Writing is a set of permanent thoughts, or, as a famous Gelfling once said, “words that stay.” I tell my students that a book is just about the most effective method of data storage and transmission ever devised. It’s a set of transcribed thoughts organized by page number and cross-referenced both by sequential progression (TOC) and also by subject (index). Computers can make the retrieval process faster, but engineers haven’t quite come up with a better method of storage. (Yet.)
But books are fragile. They don’t weather the elements well. Stone tablets will last for millennia. Paper lasts for a century at best, and mass-market paperbacks won’t last more than a few decades. (It remains to be seen what the lifespan of e-books are.)
Worse, disaster can strike without warning. Like when the water sprinkler on the floor above your library goes off and water cascades into your open stacks and onto your computers. Which is what happened to the MCNY library Saturday morning.
Water is the enemy of every library. Humidity breeds mold, which eats through paper like a college student goes through pizza and Froot Loops. There are ways of recovering books that have been affected by fungus, but they’re expensive and not always reliable. As in medicine, the best fix is to prevent it.

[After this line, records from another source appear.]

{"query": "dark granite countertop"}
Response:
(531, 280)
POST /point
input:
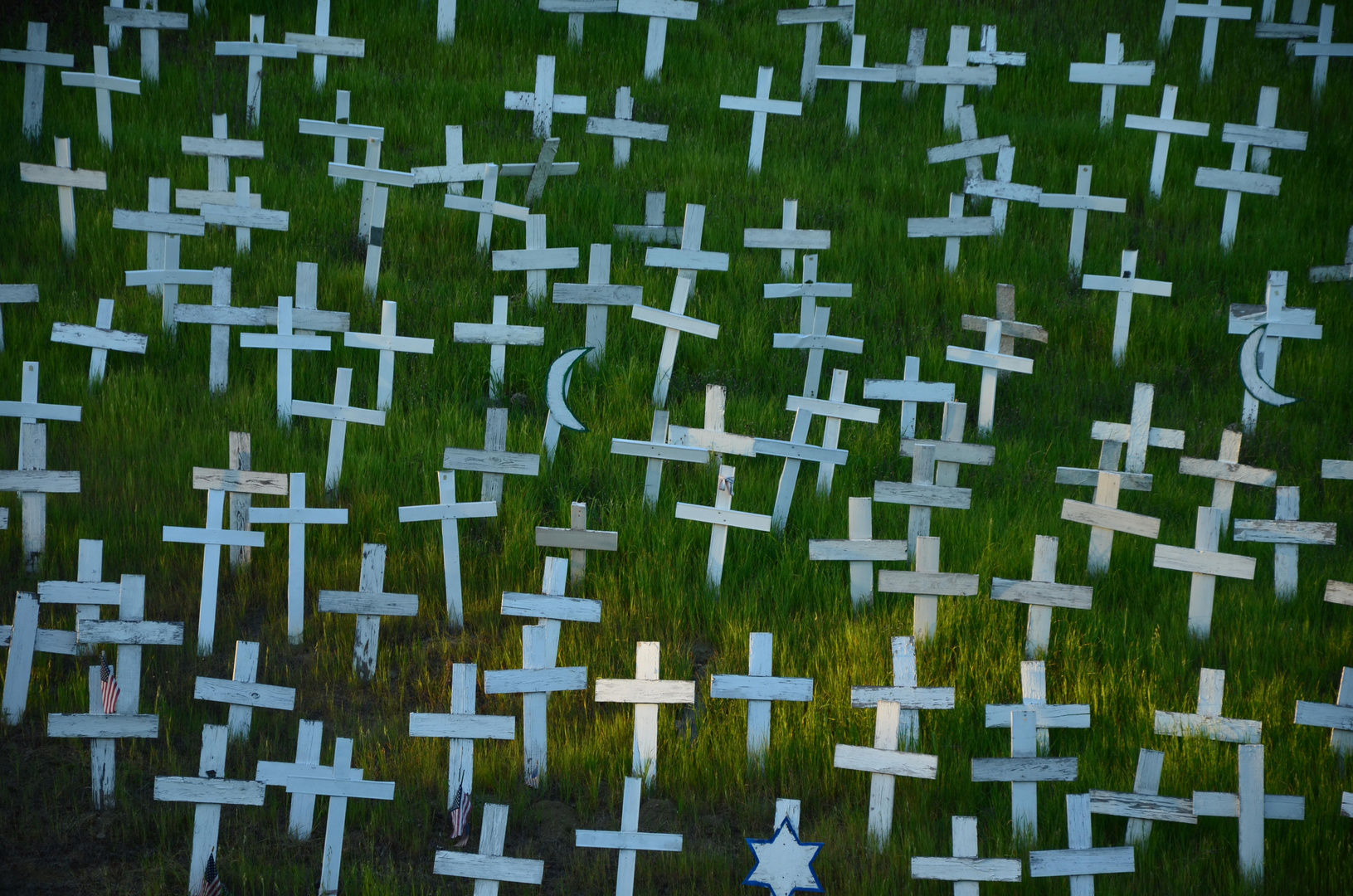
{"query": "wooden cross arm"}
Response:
(99, 726)
(567, 609)
(212, 791)
(461, 726)
(489, 868)
(1142, 806)
(246, 694)
(908, 765)
(868, 697)
(533, 681)
(1323, 715)
(645, 692)
(1284, 532)
(1187, 724)
(1074, 715)
(1112, 519)
(577, 539)
(368, 604)
(857, 550)
(1097, 859)
(1228, 806)
(55, 176)
(1024, 769)
(986, 870)
(1234, 566)
(1073, 597)
(923, 495)
(761, 688)
(990, 359)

The good news is that most of the collection is fine. The bad news is that about a thousand books got drowned. We have a circulating collection of about 20,000 books, so 5% of our stuff needs to be dealt with on an emergency basis.
In some cases, water pooling on the carpet is all we had to deal with. That’s not too awful. The fix is to move in mobile AC units and up the heat over the weekend. That was done, and it worked.
Many books were pulled off shelves pre-emptively, before the worst could happen.
Many more volumes were soaked and were moved into the server room, because it had the best air flow.
This is where we are now, with piles of books awaiting triage. Over the next week I’ll go through them one at a time. The dry ones will be replaced in the now dry stacks. The soaked ones will probably be discarded. The merely damp ones will be dried as best they can and replaced in the stacks. If mold has set in, they’ll be discarded as well.
In the meantime, all other work stops. The current mission is recovering what assets we have.